Andy Roddick won his opening match at Wimbledon a month after he was ousted in the first round of the French Open.

The 29-year-old right-hander beat Britain’s Jamie Baker, 7-6 (7-1), 6-4, 7-5 in a match played over two days because of rain delays. Roddick, a three-time finalist at the All England Club, faces Germany’s Bjorn Phau in the second round today.

“The whole reason you play is to try to win something,” the 30th-seeded Roddick said. “Winning is fun; losing sucks.”

Roddick entered a grass-court event in Eastbourne, England, last week on a wild card after an unprecedented six-match losing streak that included an opening-round loss in Paris to France’s Nicolas Mahut.

Roddick won the Eastbourne tournament to tie 16-time Grand Slam champion Roger Federer’s streak of taking at least one title in 12 straight seasons. His semifinal victory also made him the 19th player to reach 600 wins on the men’s tour.

Also today, American Mardy Fish, the 10th seed, takes on Britain’s James Ward, while Sam Querrey plays Canada’s Milos Raonic. Four-time singles champion Serena Williams meets Hungary’s Melina Czink and Andy Murray of Britain faces Croatia’s Ivo Karlovic. Rafael Nadal, the second seed from Spain, plays Lukas Rosol of the Czech Republic.

Asking the organizer of the Aegon International at Eastbourne for a wild card “was a desperate decision but a necessary one,” Roddick said.

‘Perfect Scenario’

“It was kind of ‘Let’s try to get some matches’ and we got a lot of matches,” Roddick said. “It went from not having won anything to riding out a title pretty convincingly. It was what I needed.”

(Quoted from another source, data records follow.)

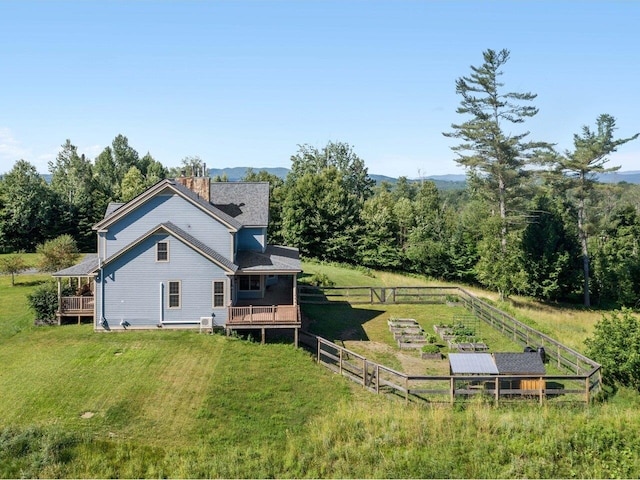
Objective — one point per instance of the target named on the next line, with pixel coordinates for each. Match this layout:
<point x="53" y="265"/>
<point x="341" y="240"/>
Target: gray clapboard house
<point x="187" y="253"/>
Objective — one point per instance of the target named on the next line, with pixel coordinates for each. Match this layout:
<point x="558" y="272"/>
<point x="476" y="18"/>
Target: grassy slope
<point x="181" y="404"/>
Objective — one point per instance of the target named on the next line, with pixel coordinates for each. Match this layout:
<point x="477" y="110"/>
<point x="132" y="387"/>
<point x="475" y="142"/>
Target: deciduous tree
<point x="27" y="208"/>
<point x="56" y="254"/>
<point x="12" y="265"/>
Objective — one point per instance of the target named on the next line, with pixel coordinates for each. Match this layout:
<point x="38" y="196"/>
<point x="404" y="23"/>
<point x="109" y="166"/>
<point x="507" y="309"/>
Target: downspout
<point x="101" y="310"/>
<point x="161" y="312"/>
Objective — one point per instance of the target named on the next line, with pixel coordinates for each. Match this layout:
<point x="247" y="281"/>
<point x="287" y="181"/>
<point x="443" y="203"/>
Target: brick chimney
<point x="198" y="185"/>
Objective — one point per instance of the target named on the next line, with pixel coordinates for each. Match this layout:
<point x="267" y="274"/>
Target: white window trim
<point x="179" y="282"/>
<point x="261" y="284"/>
<point x="224" y="293"/>
<point x="168" y="250"/>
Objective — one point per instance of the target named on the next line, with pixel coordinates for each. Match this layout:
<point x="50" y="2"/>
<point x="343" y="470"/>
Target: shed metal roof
<point x="522" y="363"/>
<point x="472" y="364"/>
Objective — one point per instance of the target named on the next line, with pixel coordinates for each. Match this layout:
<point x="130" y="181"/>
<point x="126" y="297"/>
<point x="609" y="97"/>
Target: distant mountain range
<point x="237" y="173"/>
<point x="443" y="182"/>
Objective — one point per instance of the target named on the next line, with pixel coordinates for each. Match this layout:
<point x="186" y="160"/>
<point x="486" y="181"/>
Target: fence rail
<point x="583" y="379"/>
<point x="436" y="389"/>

Roddick, the last American man to win a major tennis tournament at the 2003 U.S. Open, lost to Federer in the final at Wimbledon in 2004, 2005 and 2009. He hasn’t been past the quarterfinals at one of the sport’s four major tournaments since, making him all the more appreciative of his victory in Eastbourne.

“Last week was really nice because you don’t know when they stop coming,” he said. “You have these little milestones, like 600 wins, which are not possible when you’re young. Those things are nice.”